The museum has four major sections:

- Heritage Section
- Himachal Corner
- Shaurya Hall
- Green House

=== Subsections ===
The museum has several subsections:

- Great Military Leaders
- Uniforms of the Indian Army (pre and post-independence)
- Ethos of Indian Army
- Army and the Nation
- About UN Peacekeeping forces
- Arms, Weapons and ammunition (ancient and modern India)
- Flags and bands of the Army
- Contribution of Indian Army personals to sports
- Various awards, honors and recognition provided in the Indian Army
- History of Shimla
- Conservation of Flora and Fauna of the region

== Legacy ==
The museum also has a Pakistani letter box which was brought by the Indian Army as a souvenir of the Indo-Pakistani war of 1971. It documents 5,000-year-old history of wars and warfare and activities of martial forces dating back from the Mahabharata era till date. The motto and culture of Indian Army is represented through the various items organized in various sections of the Army Heritage Museum. There is a separate section where important achievements of Indian warriors are described.

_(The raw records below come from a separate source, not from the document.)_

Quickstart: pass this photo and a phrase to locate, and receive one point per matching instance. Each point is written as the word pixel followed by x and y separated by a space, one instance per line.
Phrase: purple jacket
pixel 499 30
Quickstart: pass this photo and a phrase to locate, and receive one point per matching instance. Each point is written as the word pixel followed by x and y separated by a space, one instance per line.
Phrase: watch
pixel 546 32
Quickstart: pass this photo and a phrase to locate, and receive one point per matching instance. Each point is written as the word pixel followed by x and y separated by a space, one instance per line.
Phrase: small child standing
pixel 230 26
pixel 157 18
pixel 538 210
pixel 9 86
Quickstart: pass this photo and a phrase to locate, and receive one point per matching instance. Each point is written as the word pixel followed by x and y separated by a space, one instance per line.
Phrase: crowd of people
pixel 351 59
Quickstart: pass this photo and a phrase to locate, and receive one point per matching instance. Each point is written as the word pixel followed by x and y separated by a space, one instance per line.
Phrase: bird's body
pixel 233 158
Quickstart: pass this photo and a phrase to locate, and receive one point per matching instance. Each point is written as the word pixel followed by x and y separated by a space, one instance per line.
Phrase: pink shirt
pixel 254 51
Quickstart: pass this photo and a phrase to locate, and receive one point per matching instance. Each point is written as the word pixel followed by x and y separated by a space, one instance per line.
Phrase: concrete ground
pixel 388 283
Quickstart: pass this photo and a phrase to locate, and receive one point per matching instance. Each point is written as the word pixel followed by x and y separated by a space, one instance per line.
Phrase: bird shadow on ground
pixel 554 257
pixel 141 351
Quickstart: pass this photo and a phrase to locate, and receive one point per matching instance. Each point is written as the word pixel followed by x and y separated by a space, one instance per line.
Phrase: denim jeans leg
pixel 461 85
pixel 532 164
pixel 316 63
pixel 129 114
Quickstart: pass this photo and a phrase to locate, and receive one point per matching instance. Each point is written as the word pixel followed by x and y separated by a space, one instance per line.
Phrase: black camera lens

The history of warriors like Maharana Pratap, Rani Laxmibai, Maharaja Chattrapati Shivaji, Guru Gobind Singh, and Tipu Sultan is shown in the museum. The history of modern warriors, like Field Marshal Sam Manekshaw, K.M. Carriappa and many others is also shown.

The museum also has the surrender letter of Pakistan (1971 war) and Flag of Pakistan. A separate section is there for showcasing arms and weapons of various types.

The collection has ancient items like bows and arrows, swords, spears and also has modern ammunition including AK-47. Army uniforms dating back to pre-independence time as well as after the independence are kept there. Medals, rewards and awards of the Indian Army are also displayed. Many of these medals depict strong bonding between the Royal Nepal Army and the Indian Army.